Too often people stop into Ten Mile Creek Kayak in Frisco thinking they can just rent a kayak or paddleboard and hop into a river or creek and start paddling.
“That’s crazy,” said store owner Matti Wade. He goes through a series of questions to assess skills any time someone comes in his store thinking about paddling Ten Mile Creek.
“I’m adamant about safety,” said Wade.
People often think that if they have kayaked on a lake they are ready for a river, not realizing the skills involved in the sport.
It starts with an ability to read the water and knowing how a kayak will respond to current and river features. Certain features are more prone to grab a boat and flip it, and a less knowledgeable kayaker can easily get themselves in trouble.
Before even considering getting into a river, any aspiring kayaker should first learn some essential skills on flatwater, like a pool or pond. There are a number of ways to avoid flipping in the first place.
“You definitely want to get some instruction first,” said Wade, who also teaches lessons.
Wade believes that learning how to roll is the most important part of kayaking.
In terms of safety, “it’s no different from learning how to break in a car,” he said.
But rolling is not a skill that can easily be self-taught. It involves a series of precise movements, and most importantly, being comfortable upside down.
One way to get started is with a pool session. Silverthorne Recreation Center offers open pool hours for kayakers every other Tuesday at 7 p.m. through July. Breckenridge Recreation Center offers a similar program earlier in the year.
Wade often takes students on area flatwater ponds to start, and Colorado Mountain College also offers beginner whitewater courses. The next one starts on June 19.

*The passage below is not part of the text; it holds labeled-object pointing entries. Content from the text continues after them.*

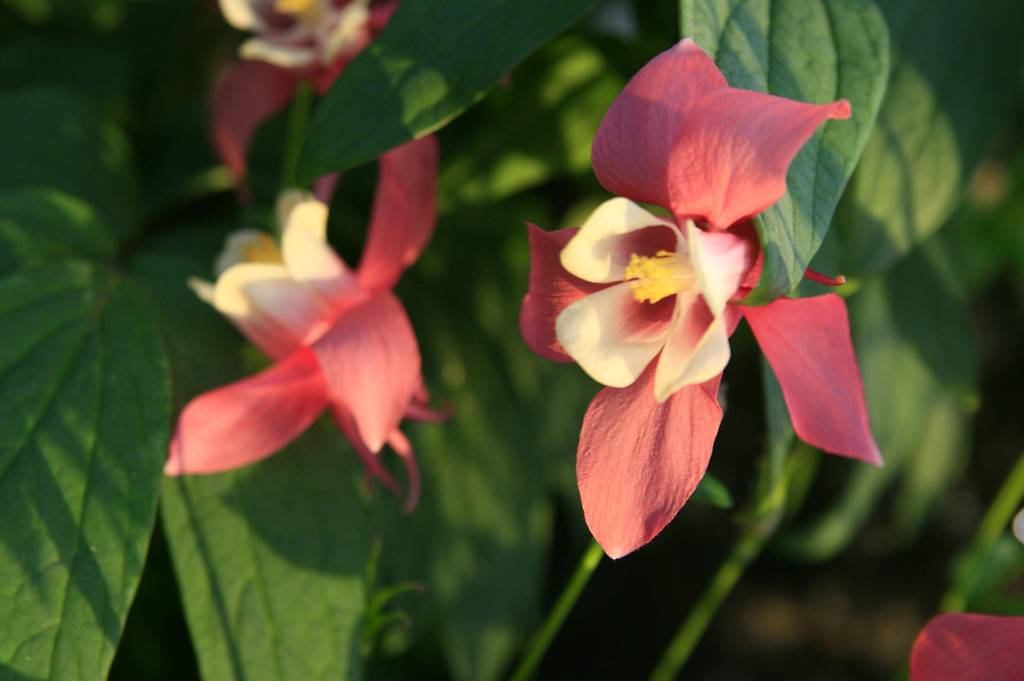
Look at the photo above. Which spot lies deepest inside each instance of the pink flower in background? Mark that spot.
(646, 304)
(962, 646)
(340, 339)
(294, 40)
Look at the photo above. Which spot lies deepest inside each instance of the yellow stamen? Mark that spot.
(659, 275)
(294, 7)
(261, 249)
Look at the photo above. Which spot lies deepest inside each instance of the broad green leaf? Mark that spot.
(53, 138)
(94, 69)
(811, 50)
(922, 427)
(84, 400)
(945, 102)
(37, 225)
(270, 563)
(549, 113)
(434, 59)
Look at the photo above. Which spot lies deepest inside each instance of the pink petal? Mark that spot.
(403, 215)
(249, 420)
(807, 342)
(380, 14)
(958, 646)
(640, 460)
(551, 290)
(372, 364)
(249, 93)
(375, 469)
(633, 143)
(730, 159)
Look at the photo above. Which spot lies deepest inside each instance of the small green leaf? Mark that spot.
(53, 138)
(549, 114)
(84, 400)
(42, 224)
(434, 59)
(945, 102)
(816, 51)
(270, 563)
(712, 491)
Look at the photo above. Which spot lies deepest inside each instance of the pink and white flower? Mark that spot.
(340, 339)
(294, 41)
(646, 304)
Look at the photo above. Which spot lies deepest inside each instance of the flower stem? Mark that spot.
(995, 522)
(747, 548)
(297, 121)
(539, 644)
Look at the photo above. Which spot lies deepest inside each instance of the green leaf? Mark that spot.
(37, 225)
(84, 400)
(548, 114)
(270, 563)
(434, 59)
(945, 102)
(811, 50)
(922, 428)
(54, 138)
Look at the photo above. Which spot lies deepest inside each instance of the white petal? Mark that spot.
(609, 336)
(308, 257)
(721, 260)
(288, 56)
(268, 307)
(594, 253)
(239, 13)
(696, 348)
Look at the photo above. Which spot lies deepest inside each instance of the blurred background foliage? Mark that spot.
(110, 194)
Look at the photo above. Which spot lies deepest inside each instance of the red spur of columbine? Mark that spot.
(964, 646)
(646, 304)
(340, 339)
(294, 41)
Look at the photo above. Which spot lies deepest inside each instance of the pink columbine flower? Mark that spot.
(294, 41)
(646, 304)
(340, 339)
(963, 646)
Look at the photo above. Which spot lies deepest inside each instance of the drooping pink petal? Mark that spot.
(640, 460)
(807, 342)
(730, 159)
(375, 469)
(551, 290)
(961, 646)
(611, 335)
(249, 93)
(249, 420)
(372, 363)
(633, 143)
(403, 214)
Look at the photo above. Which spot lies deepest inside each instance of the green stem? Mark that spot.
(298, 119)
(747, 548)
(995, 522)
(539, 645)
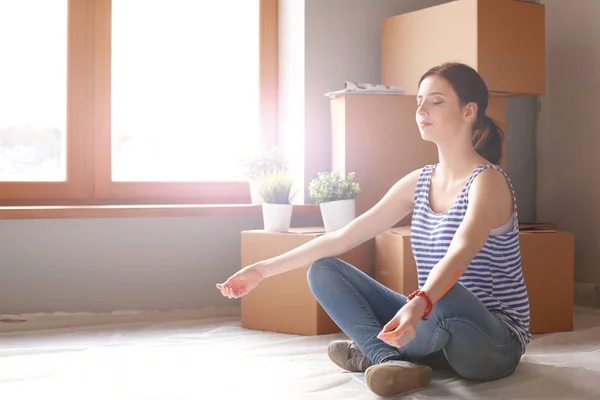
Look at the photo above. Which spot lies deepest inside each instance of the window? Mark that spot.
(134, 101)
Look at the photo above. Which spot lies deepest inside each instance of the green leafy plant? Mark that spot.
(331, 186)
(255, 166)
(276, 187)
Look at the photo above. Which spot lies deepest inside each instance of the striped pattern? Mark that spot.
(494, 276)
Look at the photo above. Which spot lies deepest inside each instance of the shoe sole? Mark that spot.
(386, 380)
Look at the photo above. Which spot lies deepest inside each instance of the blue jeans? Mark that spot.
(461, 333)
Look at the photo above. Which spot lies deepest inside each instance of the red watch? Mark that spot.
(426, 297)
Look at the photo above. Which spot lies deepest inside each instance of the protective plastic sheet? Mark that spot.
(190, 355)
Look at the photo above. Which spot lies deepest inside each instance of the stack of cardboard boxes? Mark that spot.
(375, 135)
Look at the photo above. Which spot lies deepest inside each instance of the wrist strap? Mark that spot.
(426, 297)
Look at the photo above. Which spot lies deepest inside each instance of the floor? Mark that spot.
(196, 355)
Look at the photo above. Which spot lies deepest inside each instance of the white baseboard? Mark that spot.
(60, 320)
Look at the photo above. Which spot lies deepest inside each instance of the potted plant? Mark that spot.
(276, 192)
(257, 165)
(335, 196)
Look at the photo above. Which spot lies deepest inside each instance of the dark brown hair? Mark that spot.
(470, 87)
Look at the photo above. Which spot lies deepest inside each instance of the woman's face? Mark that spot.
(440, 115)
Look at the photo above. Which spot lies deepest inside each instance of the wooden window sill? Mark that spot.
(143, 211)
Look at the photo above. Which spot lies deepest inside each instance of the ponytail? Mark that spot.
(488, 140)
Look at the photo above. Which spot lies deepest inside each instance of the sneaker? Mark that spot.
(346, 355)
(397, 377)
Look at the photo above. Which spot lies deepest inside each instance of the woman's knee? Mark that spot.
(319, 269)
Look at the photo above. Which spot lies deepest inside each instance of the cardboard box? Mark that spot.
(284, 303)
(394, 263)
(504, 40)
(548, 270)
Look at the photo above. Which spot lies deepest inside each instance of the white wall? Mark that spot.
(568, 134)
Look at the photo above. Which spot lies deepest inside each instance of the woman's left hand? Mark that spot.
(401, 329)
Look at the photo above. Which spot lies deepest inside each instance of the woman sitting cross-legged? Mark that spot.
(471, 313)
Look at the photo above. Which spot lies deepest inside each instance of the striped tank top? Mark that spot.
(494, 275)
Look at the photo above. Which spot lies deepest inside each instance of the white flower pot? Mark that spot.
(277, 217)
(337, 214)
(255, 196)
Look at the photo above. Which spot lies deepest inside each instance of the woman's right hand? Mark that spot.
(241, 283)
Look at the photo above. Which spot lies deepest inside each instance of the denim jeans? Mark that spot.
(461, 333)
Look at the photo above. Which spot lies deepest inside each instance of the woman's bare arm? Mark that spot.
(395, 205)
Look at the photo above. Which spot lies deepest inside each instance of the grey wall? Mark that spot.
(102, 265)
(568, 136)
(162, 263)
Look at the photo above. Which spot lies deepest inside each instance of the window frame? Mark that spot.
(88, 124)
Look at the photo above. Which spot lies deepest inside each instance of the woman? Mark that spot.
(471, 313)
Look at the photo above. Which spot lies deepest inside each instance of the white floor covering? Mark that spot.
(199, 355)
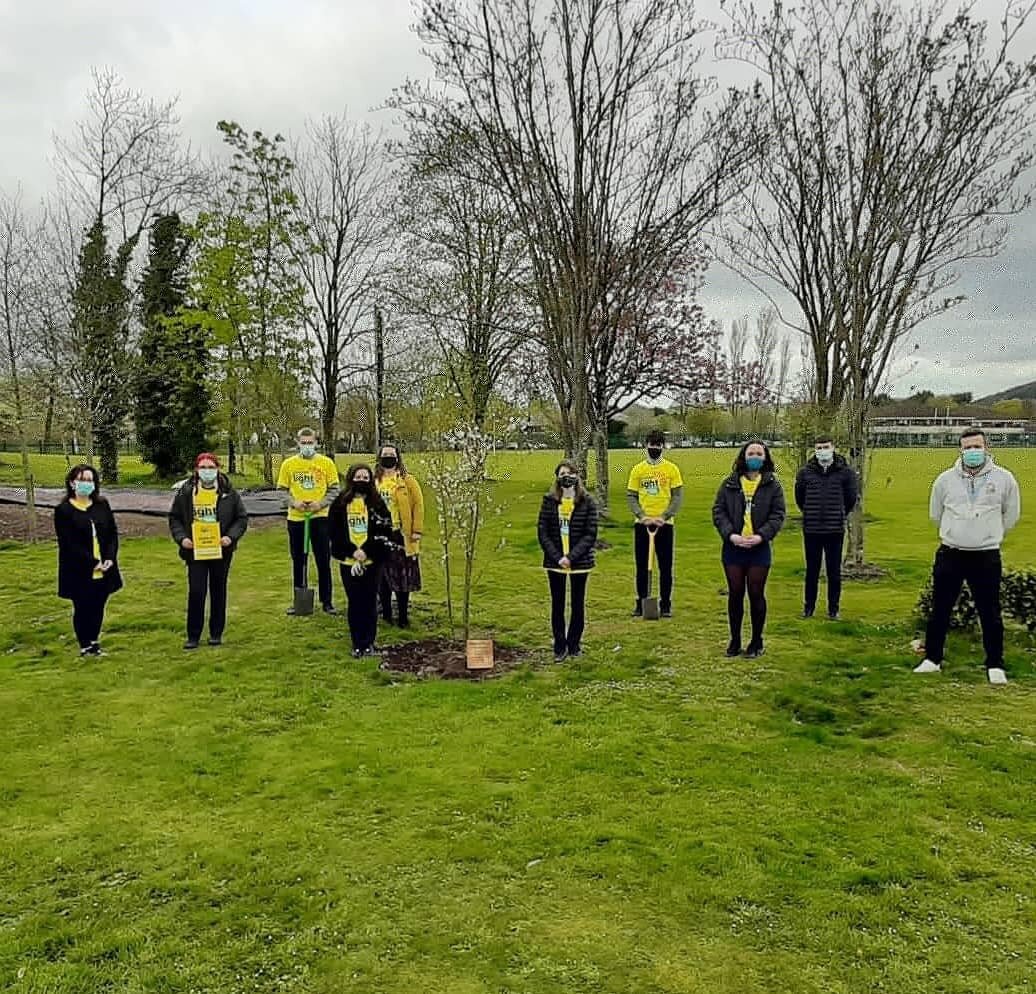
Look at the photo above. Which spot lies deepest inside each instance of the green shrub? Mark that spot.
(1017, 597)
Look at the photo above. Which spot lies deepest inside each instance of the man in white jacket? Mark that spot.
(975, 505)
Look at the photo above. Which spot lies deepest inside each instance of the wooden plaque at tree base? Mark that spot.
(480, 653)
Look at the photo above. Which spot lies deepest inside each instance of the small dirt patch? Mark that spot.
(445, 658)
(15, 523)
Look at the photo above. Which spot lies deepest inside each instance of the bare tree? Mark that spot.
(341, 182)
(123, 163)
(899, 138)
(463, 275)
(20, 237)
(653, 340)
(590, 117)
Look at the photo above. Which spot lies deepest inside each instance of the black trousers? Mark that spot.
(363, 595)
(568, 641)
(207, 576)
(982, 571)
(828, 548)
(663, 556)
(88, 613)
(320, 545)
(402, 601)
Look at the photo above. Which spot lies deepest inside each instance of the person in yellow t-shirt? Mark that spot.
(311, 482)
(88, 546)
(748, 513)
(567, 530)
(654, 493)
(360, 531)
(406, 504)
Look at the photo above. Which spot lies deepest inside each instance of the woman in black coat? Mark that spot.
(748, 513)
(207, 497)
(88, 551)
(568, 533)
(360, 532)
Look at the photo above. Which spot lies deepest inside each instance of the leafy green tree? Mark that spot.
(173, 403)
(101, 329)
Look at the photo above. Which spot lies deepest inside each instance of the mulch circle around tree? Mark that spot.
(445, 658)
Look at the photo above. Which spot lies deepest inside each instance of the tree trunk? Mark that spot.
(601, 465)
(858, 460)
(379, 380)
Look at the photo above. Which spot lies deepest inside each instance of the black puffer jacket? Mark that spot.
(826, 497)
(229, 512)
(768, 508)
(582, 533)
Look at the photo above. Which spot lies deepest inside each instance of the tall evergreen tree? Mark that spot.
(101, 328)
(173, 403)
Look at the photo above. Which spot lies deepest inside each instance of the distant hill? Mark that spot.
(1025, 392)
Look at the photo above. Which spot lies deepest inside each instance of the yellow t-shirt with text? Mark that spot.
(654, 485)
(307, 480)
(387, 487)
(98, 573)
(748, 487)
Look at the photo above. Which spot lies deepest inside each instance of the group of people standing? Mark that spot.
(373, 523)
(975, 504)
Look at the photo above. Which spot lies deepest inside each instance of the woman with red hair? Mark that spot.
(206, 520)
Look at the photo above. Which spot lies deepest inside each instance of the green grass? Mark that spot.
(274, 816)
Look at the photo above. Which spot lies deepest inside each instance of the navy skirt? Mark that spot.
(758, 556)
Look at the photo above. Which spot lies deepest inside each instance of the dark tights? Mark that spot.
(752, 578)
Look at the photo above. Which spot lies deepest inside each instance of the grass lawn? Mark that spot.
(275, 816)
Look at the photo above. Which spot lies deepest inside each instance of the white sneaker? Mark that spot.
(928, 666)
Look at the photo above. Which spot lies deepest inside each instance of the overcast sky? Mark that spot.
(271, 63)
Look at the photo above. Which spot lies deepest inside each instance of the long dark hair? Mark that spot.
(555, 490)
(400, 466)
(741, 466)
(372, 499)
(75, 472)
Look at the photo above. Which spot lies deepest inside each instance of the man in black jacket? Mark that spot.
(825, 490)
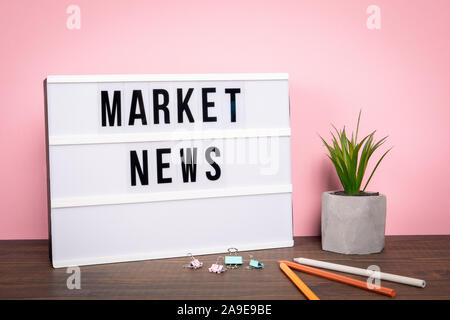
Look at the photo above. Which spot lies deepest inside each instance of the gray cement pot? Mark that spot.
(353, 224)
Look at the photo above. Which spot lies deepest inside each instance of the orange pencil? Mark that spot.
(336, 277)
(298, 282)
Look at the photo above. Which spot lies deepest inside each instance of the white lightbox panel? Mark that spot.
(98, 217)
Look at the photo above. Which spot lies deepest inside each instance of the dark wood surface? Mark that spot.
(26, 272)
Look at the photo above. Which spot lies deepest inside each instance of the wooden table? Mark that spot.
(26, 272)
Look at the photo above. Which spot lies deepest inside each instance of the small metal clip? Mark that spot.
(195, 263)
(254, 264)
(233, 260)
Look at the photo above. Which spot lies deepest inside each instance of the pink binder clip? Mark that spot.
(194, 264)
(216, 267)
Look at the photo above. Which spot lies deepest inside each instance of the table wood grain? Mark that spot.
(26, 273)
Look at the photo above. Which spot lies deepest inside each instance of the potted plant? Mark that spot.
(353, 220)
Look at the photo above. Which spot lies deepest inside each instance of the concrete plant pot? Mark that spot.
(353, 224)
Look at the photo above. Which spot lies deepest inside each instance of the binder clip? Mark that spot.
(194, 264)
(233, 261)
(254, 264)
(216, 267)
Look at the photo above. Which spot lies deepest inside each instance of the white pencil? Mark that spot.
(361, 272)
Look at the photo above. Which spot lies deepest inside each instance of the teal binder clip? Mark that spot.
(233, 261)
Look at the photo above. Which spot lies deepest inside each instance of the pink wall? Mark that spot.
(399, 75)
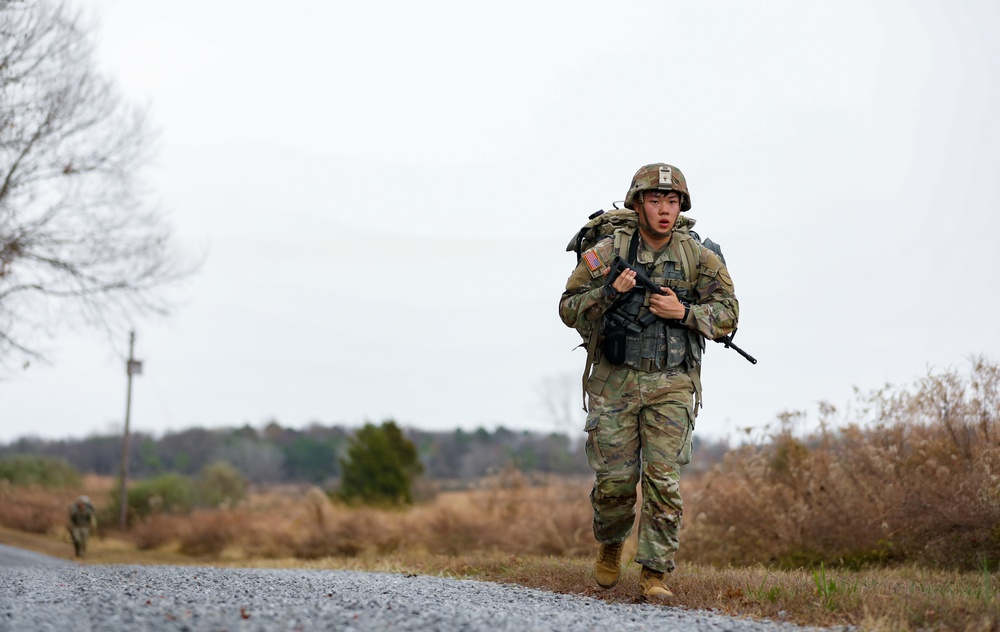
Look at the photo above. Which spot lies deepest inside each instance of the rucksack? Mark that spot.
(603, 224)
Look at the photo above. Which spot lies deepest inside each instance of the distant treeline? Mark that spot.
(276, 454)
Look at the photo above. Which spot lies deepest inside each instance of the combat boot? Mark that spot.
(608, 568)
(651, 585)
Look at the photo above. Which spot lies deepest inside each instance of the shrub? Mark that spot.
(380, 467)
(207, 533)
(167, 493)
(220, 484)
(913, 478)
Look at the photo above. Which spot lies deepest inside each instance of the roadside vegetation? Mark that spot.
(887, 518)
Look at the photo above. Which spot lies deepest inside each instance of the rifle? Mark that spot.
(619, 265)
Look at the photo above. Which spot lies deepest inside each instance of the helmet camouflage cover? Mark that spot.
(660, 177)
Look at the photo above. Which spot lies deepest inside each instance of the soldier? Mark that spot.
(82, 518)
(644, 397)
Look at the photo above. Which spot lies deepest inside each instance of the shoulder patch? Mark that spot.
(593, 260)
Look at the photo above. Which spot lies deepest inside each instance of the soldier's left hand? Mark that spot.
(666, 305)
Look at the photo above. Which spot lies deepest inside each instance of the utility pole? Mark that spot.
(132, 367)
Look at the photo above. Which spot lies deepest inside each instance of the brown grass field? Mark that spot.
(890, 522)
(509, 530)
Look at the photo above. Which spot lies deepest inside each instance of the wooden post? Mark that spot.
(130, 368)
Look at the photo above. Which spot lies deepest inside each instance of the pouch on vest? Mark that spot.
(614, 344)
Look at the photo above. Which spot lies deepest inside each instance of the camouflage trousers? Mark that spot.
(640, 427)
(80, 537)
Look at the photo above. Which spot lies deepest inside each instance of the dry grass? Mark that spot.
(913, 477)
(890, 523)
(488, 534)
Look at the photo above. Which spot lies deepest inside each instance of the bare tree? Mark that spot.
(78, 244)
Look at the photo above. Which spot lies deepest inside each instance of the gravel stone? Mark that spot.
(54, 595)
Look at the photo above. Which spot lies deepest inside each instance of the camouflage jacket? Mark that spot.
(714, 309)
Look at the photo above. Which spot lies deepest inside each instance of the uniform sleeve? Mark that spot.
(583, 303)
(716, 311)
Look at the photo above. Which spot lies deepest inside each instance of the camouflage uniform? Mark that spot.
(82, 518)
(641, 415)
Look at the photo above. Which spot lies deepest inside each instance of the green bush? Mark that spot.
(49, 472)
(167, 493)
(380, 466)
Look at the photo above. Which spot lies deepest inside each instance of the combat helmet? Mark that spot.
(661, 177)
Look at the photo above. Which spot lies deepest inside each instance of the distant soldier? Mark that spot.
(82, 518)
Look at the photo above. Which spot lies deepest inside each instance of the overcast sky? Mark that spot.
(383, 192)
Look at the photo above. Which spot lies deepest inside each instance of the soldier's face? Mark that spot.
(659, 212)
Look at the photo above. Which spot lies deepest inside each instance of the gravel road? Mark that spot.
(42, 593)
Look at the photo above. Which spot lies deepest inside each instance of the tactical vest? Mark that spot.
(663, 344)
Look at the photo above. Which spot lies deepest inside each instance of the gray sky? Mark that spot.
(384, 191)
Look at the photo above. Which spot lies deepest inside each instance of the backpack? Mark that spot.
(603, 224)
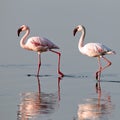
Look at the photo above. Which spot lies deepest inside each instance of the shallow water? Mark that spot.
(76, 96)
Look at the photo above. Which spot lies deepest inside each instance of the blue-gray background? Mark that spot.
(56, 21)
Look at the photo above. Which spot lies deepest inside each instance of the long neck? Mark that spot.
(23, 39)
(81, 40)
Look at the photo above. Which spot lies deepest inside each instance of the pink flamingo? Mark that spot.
(93, 49)
(39, 45)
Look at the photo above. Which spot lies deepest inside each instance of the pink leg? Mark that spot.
(39, 63)
(59, 54)
(98, 73)
(102, 68)
(108, 63)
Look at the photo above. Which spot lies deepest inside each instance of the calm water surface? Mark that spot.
(75, 96)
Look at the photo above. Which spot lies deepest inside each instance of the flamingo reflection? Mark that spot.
(96, 108)
(38, 103)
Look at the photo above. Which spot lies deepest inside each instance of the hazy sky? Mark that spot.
(56, 20)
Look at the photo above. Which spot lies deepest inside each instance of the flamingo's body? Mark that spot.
(93, 49)
(39, 45)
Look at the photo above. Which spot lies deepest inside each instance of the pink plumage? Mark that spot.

“It’s a lot harder than I thought,” said Stephan Nicolas of Breckenridge about his first pool session. After the hour-and-a-half session he felt a little more comfortable with the concepts, but still didn’t quite have his roll down. Nicholas, a triathlete, wanted to learn how to kayak to compete in the GoPro Mountain Games.
“I always try for the hardest thing out there,” said Nicholas. But after talking to Wade, he’s decided to do the paddle portion of the mountain games in a sit-on-top kayak, rather than being inclosed in a hardshell.
Nicholas said the pool session really helped him get comfortable being upside down in a kayak. Using goggles allowed him to see the moves and set up properly.
Wade pointed out that being able to do it in a pool is one thing, but being out in moving water is something else entirely. He cautions that getting comfortable takes practice and patients.
To check out some pros doing it right, consider catching some of the GoPro Mountain Games kayak and stand-up paddleboard races in Vail this weekend. Also, Ten Mile Creek Kayaks is hosting its annual Ten Mile One Mile fest Saturday and Sunday. Events include a Saturday night rodeo in the play hole off of Frisco Main Street and a race on lower Ten Mile Creek on Sunday.